What’s So Scary About My PPP Loan?

What’s So Scary About My PPP Loan?

By Rich Kenney

For many of us, the movie Friday the 13th was the beginning of a horror movie era where the special effects were designed to look real and to scare the daylights out of the audience. That movie is likely still on some people’s top 10 scariest flicks list. Over time, movie directors have figured out how to make the effects better and thus, scarier – such as the 2018 movie named “The Quiet Place”, which is considered the scariest movie of all time by many. That same logic can easily be applied to cyberthieves, who, over the years, have gotten better and better at their craft of digital trickery.

Recently, we began to see some very scary-looking phishing emails relating to the PPP loans acquired by small businesses near the beginning of the COVID pandemic. These scary-looking phishing emails are fake, but they are made to look EXACTLY like legitimate communications from YOUR ACTUAL BANK.

To understand the background here, we have to know that as part of the Trump Administration’s effort to provide transparency, the Small Business Administration released a complete list of companies that qualified for borrowing money from the federal government under the Payroll Protection Program. The SBA’s list included all companies in the United States that received money under the program and included details such as business name, principal officer names, number of employee jobs saved, loan amount, and the bank used to process the loan. As it turns out, that is everything the hackers need to produce VERY authentic-looking emails about your loan, sent to the exact person who would care about reading the latest news or instructions.

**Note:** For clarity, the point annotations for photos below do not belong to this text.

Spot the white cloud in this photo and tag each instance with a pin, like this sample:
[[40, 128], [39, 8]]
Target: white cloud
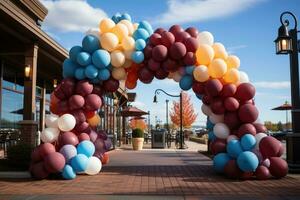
[[272, 84], [183, 11], [71, 15]]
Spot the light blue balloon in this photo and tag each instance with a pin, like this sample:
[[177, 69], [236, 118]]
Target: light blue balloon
[[186, 82], [86, 147], [137, 57], [248, 142], [79, 162], [140, 44], [84, 59], [189, 69], [69, 68], [247, 161], [91, 72], [101, 58], [74, 51], [234, 148], [68, 172], [220, 160], [80, 73], [90, 43], [141, 33], [146, 25], [103, 74]]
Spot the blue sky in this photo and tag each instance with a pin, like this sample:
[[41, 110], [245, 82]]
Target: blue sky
[[247, 28]]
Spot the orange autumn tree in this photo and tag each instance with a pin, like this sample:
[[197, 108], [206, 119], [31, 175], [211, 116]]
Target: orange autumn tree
[[188, 114]]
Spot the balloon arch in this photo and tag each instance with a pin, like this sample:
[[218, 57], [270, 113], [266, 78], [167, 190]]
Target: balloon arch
[[122, 50]]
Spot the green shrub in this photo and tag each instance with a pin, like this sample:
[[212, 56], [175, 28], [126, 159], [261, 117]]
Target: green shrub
[[137, 133]]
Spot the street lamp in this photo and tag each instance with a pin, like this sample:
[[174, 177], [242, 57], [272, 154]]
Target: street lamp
[[287, 43], [157, 91]]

Phishing is something we talk about quite often with our clients and associates. It is basically a cyberthief’s attempt to trick an unsuspecting person into providing money or important information such as username/password, address, social security number, or any other piece of data that might be useful to steal money. The bad guys are always trying to improve their technique, and this latest “improvement” is sure to catch some business owners off-guard.

Just recently, it was announced that business owners could begin the process of applying for forgiveness of their PPP loans. This latest bad guy phishing technique is to send business owners very real looking emails with graphics from the actual bank used back in April to secure the PPP money. In the email, the hackers explain how to initiate the process of loan forgiveness by clicking the provided link. Once the link has been clicked, a browser window opens, and presents the business owner with a very real looking website page relating to PPP forgiveness that replicates the bank website almost exactly. After completing the requested text box fields on the website, the business owner unknowingly just gave his/her credentials and other important info to the cyberthieves. At the end of the process, the hackers would have the ability to access the business’s bank records, bank account, and money.

Pictured is an email that shows just how real the fake ones can look. After a long day at work, any business owner could easily fall for this. It’s so real, it’s scary.
Our advice is simple, when logging into your bank account, open a browser and enter the actual URL for your bank that you are used to using. Do not click on a supplied link from within an email. It will take a few more seconds, but your safety, your cybersecurity, and your bank account are worth it.

Also, we suggest you go back and watch Friday the 13th again even though the scenes are not very realistic by today’s standards. While you watch that 1980 horror flick, think about the idea of how movies keep getting more and more realistic to understand that so do the cyberthieves.